Authors who want additional copies beyond the free allotment can purchase them in set quantities. At Springer Nature, the minimum order is 25 copies, starting at $249 for most journals or $359 for Nature-branded titles. A batch of 100 runs $499 to $649 depending on the journal. These prices don’t include tax, and orders must be placed through the publisher’s system in fixed quantities.
Why Offprints Mattered Before the Internet
Before photocopiers and digital repositories, offprints were one of the only practical ways to share your work. If a colleague in another country didn’t have access to the journal your paper appeared in, getting an offprint from you directly was far easier than hand-copying text, tables, and formulas from a library volume.
This made offprints a surprisingly important social tool in science. Authors distributed them strategically to colleagues, friends, and potential sponsors. People in an author’s correspondence network could sometimes get advance access to forthcoming papers through offprints before the journal issue even went on sale. The circulation patterns reveal a lot about how scientific communities actually functioned: who was connected to whom, who was trying to impress whom, and which ideas traveled through personal networks rather than public channels.
Physical vs. Electronic Offprints
Today, many publishers provide authors with an electronic version of their article, sometimes called an “e-offprint” or simply a PDF. This serves the same basic purpose as the traditional offprint: it gives the author a copy of the final published version of their work that they can share. The key difference is that electronic offprints are often governed by the publisher’s sharing policy, which may restrict where the file can be posted or how it can be distributed.
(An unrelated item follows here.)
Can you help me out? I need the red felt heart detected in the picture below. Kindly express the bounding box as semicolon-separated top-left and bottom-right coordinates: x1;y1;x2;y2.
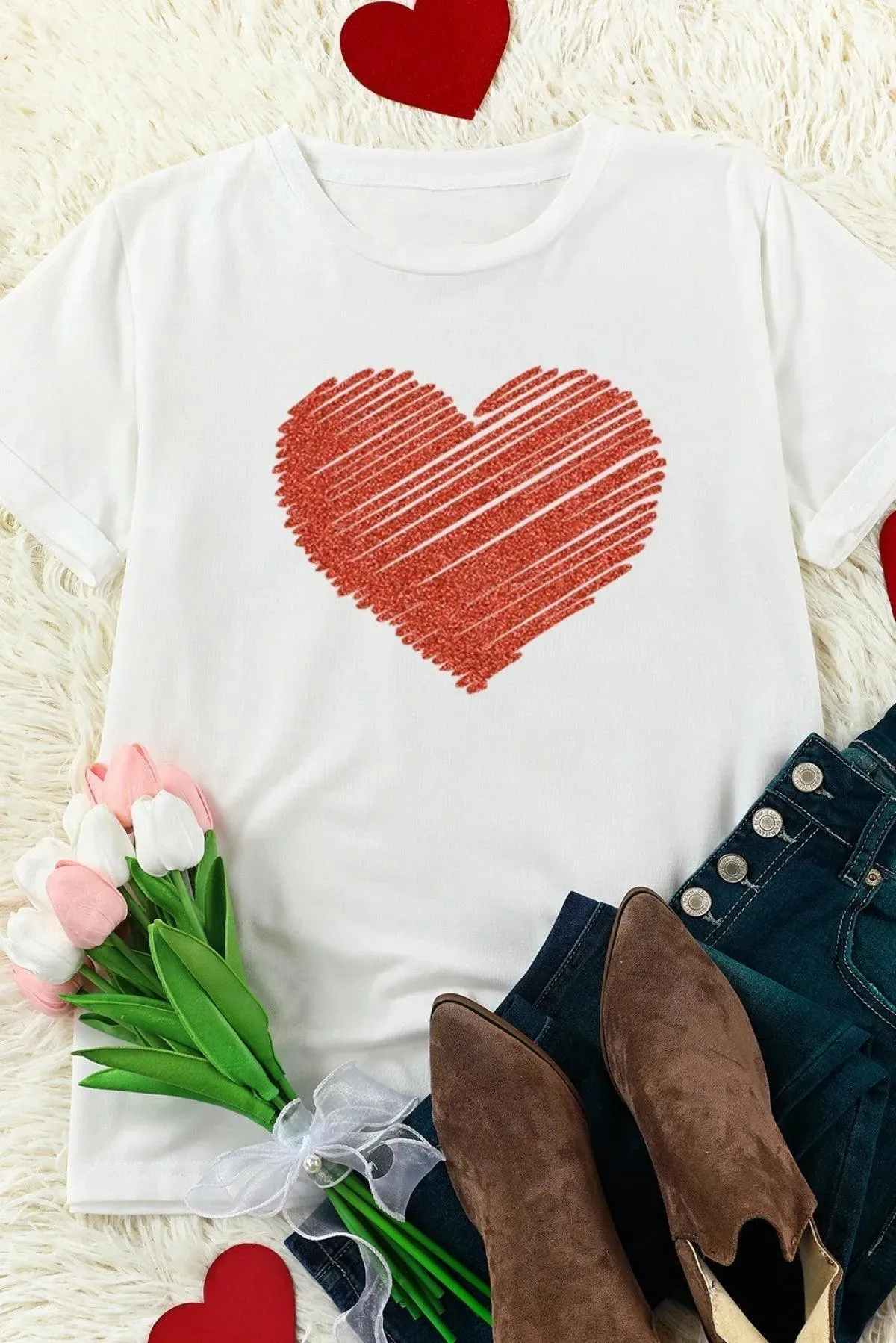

Some publishers allow authors to share their e-offprint freely for personal or educational use but prohibit posting it on public repositories or personal websites.
Physical offprints still exist, but they’ve become more of a specialty product. Researchers occasionally order them for conferences, institutional archives, or as personal keepsakes of particularly significant publications.
Offprints as Collectibles
For rare book collectors, offprints of landmark scientific papers hold special value. An offprint of a groundbreaking discovery, particularly one signed or inscribed by the author, represents something more personal and scarce than the full journal volume. Christie’s notes that collectors increasingly look for features that distinguish one copy from all others: an author’s inscription, a bookplate showing the copy belonged to a notable contemporary, or unusually fine condition.
A signed offprint of a Nobel Prize-winning paper, for instance, suggests a direct connection between the author and the recipient. It’s a physical trace of the networks that shaped scientific history. Because offprints were produced in small quantities and often discarded after use, surviving copies of historically important papers can command significant prices at auction.
How Offprints Differ From Preprints and Reprints
The terminology around academic copies can be confusing. A preprint is a version of a paper shared before peer review, typically posted to a public server like arXiv or medRxiv. An offprint is the final, published version of the article, produced separately from the journal. A reprint can mean either a later printing of an entire book or, confusingly, is sometimes used interchangeably with “offprint” depending on the publisher.
The distinction that matters most: offprints are always the final, peer-reviewed, officially published version of an article. They carry the journal’s formatting, pagination, and branding. A preprint, by contrast, may differ substantially from what eventually gets published.